5. Open source, edge inference, and local deployment are not fringe elements but part of the AI competitive landscape
· Marc Andreessen explicitly states that open source is very important, not just because it is free, but because it “lets the whole world learn how it is made.”
· He describes open source releases like DeepSeek as a “gift to the world,” because code and papers rapidly spread knowledge and raise the industry’s baseline.
· In his view, open source is not only a technical choice but also a geopolitical and market strategy: different countries and companies will adopt different openness strategies based on their own commercial restrictions and influence goals.
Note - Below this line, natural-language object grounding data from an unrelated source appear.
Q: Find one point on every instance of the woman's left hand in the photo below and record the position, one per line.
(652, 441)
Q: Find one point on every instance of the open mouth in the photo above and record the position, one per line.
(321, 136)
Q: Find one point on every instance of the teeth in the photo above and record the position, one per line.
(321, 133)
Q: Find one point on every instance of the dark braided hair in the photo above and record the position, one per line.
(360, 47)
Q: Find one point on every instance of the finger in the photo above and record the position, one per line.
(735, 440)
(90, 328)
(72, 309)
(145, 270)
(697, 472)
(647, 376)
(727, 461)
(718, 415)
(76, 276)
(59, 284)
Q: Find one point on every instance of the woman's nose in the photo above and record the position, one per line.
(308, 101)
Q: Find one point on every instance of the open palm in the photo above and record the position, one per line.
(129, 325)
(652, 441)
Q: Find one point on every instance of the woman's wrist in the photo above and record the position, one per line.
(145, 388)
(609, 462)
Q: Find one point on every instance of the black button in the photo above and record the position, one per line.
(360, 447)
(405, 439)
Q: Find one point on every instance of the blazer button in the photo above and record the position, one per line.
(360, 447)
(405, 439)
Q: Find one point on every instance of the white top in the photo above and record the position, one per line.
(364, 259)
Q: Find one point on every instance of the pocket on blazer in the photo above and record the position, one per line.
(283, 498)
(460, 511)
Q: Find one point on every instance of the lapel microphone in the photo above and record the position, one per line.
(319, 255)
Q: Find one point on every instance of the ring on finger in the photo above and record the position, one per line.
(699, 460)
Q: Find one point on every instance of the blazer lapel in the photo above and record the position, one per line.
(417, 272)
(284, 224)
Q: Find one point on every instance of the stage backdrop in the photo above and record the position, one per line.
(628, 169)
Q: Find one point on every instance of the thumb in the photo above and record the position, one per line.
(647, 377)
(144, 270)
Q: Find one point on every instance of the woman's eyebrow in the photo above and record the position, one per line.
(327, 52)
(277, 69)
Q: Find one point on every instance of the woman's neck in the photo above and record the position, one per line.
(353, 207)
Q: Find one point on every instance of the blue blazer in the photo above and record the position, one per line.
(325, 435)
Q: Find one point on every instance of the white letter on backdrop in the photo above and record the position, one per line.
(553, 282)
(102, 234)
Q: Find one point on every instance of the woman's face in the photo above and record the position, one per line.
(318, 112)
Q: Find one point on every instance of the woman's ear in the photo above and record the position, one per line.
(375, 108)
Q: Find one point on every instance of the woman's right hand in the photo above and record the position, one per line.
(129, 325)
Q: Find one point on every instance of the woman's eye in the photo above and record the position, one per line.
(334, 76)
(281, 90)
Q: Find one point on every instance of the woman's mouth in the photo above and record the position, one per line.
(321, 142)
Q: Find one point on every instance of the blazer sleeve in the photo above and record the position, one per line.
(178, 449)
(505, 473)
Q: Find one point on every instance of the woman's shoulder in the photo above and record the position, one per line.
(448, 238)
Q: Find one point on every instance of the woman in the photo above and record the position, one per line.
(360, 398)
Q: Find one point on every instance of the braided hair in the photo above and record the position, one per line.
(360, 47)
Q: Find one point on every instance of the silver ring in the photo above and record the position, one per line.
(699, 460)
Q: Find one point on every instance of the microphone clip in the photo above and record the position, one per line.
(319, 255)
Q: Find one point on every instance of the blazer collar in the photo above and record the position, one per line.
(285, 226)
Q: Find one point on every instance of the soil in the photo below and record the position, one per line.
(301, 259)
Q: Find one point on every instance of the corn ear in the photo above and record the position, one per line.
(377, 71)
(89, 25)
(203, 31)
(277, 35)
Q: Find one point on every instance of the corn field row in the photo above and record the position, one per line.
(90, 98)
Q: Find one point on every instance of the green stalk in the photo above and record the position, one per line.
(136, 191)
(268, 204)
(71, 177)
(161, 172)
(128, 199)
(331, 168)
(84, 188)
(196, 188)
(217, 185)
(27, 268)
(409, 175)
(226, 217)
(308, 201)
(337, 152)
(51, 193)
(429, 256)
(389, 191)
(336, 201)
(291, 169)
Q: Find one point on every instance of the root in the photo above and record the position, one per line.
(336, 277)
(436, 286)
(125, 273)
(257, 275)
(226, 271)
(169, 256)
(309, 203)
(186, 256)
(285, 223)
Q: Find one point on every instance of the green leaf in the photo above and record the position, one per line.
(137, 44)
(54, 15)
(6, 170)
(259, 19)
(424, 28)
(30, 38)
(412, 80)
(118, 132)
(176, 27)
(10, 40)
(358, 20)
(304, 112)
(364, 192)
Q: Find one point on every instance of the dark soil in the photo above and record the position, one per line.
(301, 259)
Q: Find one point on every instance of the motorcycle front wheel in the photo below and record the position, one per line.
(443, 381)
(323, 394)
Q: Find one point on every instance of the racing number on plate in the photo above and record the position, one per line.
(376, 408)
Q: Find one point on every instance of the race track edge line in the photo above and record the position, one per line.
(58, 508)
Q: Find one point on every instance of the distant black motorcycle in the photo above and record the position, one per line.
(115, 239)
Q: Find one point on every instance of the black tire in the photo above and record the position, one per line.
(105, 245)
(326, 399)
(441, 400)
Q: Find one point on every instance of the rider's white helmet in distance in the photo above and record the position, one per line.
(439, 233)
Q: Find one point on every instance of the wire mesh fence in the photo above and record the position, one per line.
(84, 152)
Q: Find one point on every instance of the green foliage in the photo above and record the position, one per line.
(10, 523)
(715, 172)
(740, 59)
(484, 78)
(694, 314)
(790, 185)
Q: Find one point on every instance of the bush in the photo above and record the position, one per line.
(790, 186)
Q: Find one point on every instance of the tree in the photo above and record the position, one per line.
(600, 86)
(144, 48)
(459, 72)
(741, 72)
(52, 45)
· He emphasizes the importance of edge inference: in the next few years, centralized inference costs may not be low enough, and many consumer applications cannot afford long-term high cloud inference costs.
· He mentions a recurring pattern: models that seem “impossible to run on a PC” today often can be run locally after a few months.
· Besides cost, reasons for local deployment include trust, privacy, latency, and use cases: wearables, smart locks, portable devices are more suitable for low-latency, on-device inference.
· His conclusion is very direct: almost everything with chips in the future might carry an AI model.
6. The real challenge of AI is not just model capability, but security, identity, financial flows, organizational and institutional resistance
· Regarding security, his judgment is very sharp: almost all potential security bugs will be easier to discover, and there may be a period of “catastrophic computer security disasters” in the short term.
· But he also believes that programming intelligent agents will scale the ability to patch vulnerabilities; in the future, “protecting software” might mean letting bots scan and fix it.
· On identity, he thinks “proof of bot” is infeasible because bots will become increasingly powerful; the truly feasible approach is “proof of human,” combining biometrics, cryptographic verification, and selective disclosure.
· He also discusses a often-overlooked issue: if agents are to operate in the real world, they will eventually need money, payment capabilities, or some form of bank accounts, cards, or stablecoin infrastructure. On organizational levels, he borrows from managerial capitalism, believing AI might reinforce founder-led companies because bots excel at reporting, coordination, documentation, and managing large amounts of “managerial work.”
· But he does not believe society will accept AI smoothly and quickly: he cites examples like professional licenses, unions, dockworker strikes, government agencies, K-12 education, and healthcare, illustrating many institutional slowdowns.
· His conclusion is that both AI utopians and doomsayers tend to overlook one point: once technology becomes possible, it does not mean 8 billion people will immediately change along with it.